# TV / dvd / sky+ set up help...



## slg (May 6, 2005)

Have taken the plunge & purchased a plasma & home cinema (the cinema system will be upgraded in time) once I have a clue what to do!

Anyway, the plasma is the LG 50PC1DA and dvd LG LHT550TB along with the sky+ box.

See diagram below for rear of equipment:










Can anyone give me advice on what cables to use to connect them all together? I have a few Monster cables already i.e scart to scart, scart to phonos but I've tried different configurations & can't get everything to work properly.

I can get sky working through the tv. Can hear a dvd play but not have any picture. Am I missing something?

Thanks for any help.


----------



## pnptwomins (Nov 2, 2006)

hi slg look at your remote (tv) i assume you have put sky into av 1 and dvd into av2 if so click av again on your remote. if you are going through a secondry box ie; a scart router same applies make sure you have selected av2. another way is to turn sky box to stanby does your dvd work fully then?. 
regards twomins


----------



## John C (Jul 5, 2002)

What no PM? :wink:

See you added me to MSN let's discuss there full but as a quick fix...........

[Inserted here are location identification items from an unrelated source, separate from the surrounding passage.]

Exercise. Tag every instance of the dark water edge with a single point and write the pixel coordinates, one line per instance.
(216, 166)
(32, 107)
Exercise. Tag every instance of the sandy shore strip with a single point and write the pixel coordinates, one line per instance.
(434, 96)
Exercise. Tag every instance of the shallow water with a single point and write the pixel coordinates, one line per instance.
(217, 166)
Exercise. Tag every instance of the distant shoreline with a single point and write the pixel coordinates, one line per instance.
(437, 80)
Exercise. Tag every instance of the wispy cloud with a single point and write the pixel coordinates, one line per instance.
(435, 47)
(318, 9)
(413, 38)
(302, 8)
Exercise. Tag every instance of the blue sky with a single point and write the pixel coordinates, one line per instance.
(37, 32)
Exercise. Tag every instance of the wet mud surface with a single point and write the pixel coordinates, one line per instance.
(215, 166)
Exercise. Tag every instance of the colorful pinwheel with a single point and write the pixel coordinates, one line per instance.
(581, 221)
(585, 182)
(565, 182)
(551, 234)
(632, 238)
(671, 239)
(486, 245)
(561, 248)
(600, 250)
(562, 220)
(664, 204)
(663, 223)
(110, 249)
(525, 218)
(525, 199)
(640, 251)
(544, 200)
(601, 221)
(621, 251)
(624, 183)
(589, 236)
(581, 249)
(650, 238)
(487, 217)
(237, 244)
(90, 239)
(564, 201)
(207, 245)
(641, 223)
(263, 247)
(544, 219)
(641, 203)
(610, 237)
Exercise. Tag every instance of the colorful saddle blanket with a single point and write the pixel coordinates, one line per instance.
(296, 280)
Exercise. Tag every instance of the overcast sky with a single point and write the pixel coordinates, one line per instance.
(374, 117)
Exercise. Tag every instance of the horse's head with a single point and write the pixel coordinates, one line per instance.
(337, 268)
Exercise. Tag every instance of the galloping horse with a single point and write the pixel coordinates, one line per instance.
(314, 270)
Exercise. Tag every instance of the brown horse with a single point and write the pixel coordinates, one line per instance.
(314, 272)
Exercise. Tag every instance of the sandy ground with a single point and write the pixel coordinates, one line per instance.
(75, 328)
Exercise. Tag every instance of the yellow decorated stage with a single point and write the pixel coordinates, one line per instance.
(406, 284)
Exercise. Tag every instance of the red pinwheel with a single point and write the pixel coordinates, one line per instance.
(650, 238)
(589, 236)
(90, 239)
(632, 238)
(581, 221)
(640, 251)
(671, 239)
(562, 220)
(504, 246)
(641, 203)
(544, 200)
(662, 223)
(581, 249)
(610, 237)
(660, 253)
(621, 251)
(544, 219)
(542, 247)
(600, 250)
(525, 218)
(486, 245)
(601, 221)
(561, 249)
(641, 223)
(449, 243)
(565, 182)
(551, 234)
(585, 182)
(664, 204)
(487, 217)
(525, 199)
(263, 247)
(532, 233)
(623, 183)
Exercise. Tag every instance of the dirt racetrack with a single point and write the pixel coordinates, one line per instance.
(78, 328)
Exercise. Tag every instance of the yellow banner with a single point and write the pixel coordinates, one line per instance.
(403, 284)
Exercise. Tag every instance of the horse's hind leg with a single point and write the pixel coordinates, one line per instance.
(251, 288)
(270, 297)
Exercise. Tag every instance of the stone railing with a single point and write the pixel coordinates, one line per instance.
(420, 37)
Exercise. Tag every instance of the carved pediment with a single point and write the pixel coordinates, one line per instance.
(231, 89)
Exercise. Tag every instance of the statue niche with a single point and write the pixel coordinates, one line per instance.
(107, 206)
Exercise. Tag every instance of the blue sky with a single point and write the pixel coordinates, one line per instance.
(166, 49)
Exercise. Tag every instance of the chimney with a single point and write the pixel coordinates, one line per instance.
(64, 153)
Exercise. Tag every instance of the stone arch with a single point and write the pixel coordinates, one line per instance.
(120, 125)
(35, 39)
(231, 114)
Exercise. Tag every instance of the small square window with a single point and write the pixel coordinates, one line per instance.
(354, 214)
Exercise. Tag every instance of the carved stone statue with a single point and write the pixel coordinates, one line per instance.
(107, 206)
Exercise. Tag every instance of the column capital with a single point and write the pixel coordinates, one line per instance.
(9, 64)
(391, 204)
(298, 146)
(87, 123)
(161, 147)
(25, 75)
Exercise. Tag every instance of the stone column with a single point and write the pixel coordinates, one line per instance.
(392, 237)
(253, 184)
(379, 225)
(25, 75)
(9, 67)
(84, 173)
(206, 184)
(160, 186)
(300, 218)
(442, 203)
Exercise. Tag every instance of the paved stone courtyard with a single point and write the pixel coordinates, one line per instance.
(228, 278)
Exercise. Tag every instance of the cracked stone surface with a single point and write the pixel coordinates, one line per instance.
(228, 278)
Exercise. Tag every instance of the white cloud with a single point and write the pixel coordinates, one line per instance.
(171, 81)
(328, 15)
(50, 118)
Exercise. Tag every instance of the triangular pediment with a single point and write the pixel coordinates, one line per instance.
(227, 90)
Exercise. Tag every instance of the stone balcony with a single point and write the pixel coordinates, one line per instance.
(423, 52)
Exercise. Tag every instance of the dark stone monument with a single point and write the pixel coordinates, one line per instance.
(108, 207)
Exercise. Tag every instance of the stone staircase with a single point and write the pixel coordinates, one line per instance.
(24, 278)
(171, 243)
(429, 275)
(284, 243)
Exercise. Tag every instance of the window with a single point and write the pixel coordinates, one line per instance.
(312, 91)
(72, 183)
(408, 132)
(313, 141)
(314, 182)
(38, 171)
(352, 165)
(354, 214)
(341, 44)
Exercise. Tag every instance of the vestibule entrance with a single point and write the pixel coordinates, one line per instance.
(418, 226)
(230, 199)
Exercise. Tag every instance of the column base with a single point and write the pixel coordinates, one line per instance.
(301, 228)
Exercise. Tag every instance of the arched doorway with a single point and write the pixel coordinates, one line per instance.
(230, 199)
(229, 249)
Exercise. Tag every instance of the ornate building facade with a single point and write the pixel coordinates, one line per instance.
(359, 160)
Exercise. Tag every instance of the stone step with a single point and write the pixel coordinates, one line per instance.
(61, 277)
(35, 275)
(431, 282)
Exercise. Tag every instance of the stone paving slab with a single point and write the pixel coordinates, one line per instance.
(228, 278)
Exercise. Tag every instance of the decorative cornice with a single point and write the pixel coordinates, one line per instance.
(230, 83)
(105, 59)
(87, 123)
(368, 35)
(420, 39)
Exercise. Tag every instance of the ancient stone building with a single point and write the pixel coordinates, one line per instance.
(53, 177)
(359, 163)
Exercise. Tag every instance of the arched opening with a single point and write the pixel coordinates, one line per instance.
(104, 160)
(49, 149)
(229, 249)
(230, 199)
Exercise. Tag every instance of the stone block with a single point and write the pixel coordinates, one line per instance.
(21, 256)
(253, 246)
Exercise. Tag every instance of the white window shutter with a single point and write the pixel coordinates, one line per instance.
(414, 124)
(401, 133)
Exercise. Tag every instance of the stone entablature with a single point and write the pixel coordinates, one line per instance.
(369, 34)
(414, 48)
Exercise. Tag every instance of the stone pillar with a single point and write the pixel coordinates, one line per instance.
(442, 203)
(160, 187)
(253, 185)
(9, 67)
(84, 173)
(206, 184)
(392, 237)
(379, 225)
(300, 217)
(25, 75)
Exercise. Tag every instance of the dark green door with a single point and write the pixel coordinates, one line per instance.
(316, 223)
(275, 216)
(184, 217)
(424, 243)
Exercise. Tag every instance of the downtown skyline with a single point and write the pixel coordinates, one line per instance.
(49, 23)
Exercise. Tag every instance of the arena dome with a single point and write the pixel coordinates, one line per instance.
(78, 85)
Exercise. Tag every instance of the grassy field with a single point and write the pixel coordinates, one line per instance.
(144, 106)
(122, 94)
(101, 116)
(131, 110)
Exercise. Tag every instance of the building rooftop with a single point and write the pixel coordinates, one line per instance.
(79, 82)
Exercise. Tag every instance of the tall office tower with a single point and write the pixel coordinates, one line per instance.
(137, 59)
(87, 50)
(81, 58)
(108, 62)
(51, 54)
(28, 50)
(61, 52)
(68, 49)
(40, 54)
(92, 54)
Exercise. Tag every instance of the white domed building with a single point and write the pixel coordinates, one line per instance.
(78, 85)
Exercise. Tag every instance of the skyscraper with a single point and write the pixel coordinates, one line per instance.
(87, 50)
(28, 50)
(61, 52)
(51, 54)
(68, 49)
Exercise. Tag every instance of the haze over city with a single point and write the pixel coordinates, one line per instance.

If you are using scart the problem with the DVD is most likely the 'Scart/Comp' switch on the DVD will be sent to 'Comp', meaning Component. The RGB out on the Scart will be disabled and the picture will be coming out of the Component Y, Pb, Pr out. Try the switch on Scart and then both picture and audio will come from the scart.

Long term you probably want to use the component and phonos for the video and audio and RGB scart for Sky (with Sky outputting RGB in the setup menu) and this will make the TV auto switch when you turn on Sky and go back to DVD when Sky is off.

Let's MSN at some point.

Cheers

John


----------



## slg (May 6, 2005)

Didn't want to be a PIA John :wink:

twomins - only have one scart into the tv.


----------



## pnptwomins (Nov 2, 2006)

hi mate you should have got a scart adapter with you leads for the plugs to go into,(assuming you have hdtv, did i miss you saying you have). if so try that . have you got two sets of hdtv leads?

twomins


----------



## Wallsendmag (Feb 12, 2004)

Did you win the lottery or something :wink: :lol:


----------



## slg (May 6, 2005)

wallsendmag said:


> Did you win the lottery or something :wink: :lol:


 [smiley=deal2.gif] [smiley=dude.gif]


----------



## jonah (Aug 17, 2002)

Does the screen have a VGA connection?


----------



## slg (May 6, 2005)

Thanks to all for the help, went to currys & got their screen setup with the cinema system & copied it. Needed another cable, a component video cable & if anyone else has the same problem ti worked like this:

1) scart from av1 on TV to DVD
2) scart in sky box (tv out) to phonos (red, white, yellow) in DVD
3) component from tv to dvd

Drawback is that all sound has to go through the dvd/cinema now but at least I can play dvds, sky, etc

Cheers


----------



## jonah (Aug 17, 2002)

Hmmmmm Currys set up :? Going by pictures I've seen on the screens in Currys i wouldn't buy one let alone set one up the way they have :wink:

Why have you connected AV1 to DVD and also component :? Your DVD will only out put either Component or Scart not both so you can disconect the AV1 as long as the switch is switched to compnent output on you diagram.


----------



## John C (Jul 5, 2002)

Stuart

The Scart from Sky to DVD will be outputting Composite video which is the worst possible signal. Colour (chroma) and brightness (lumens) all mashed together. This set up will not only have a 'noisy' signal from the sky box putting it though the DVD will only make it worse. :?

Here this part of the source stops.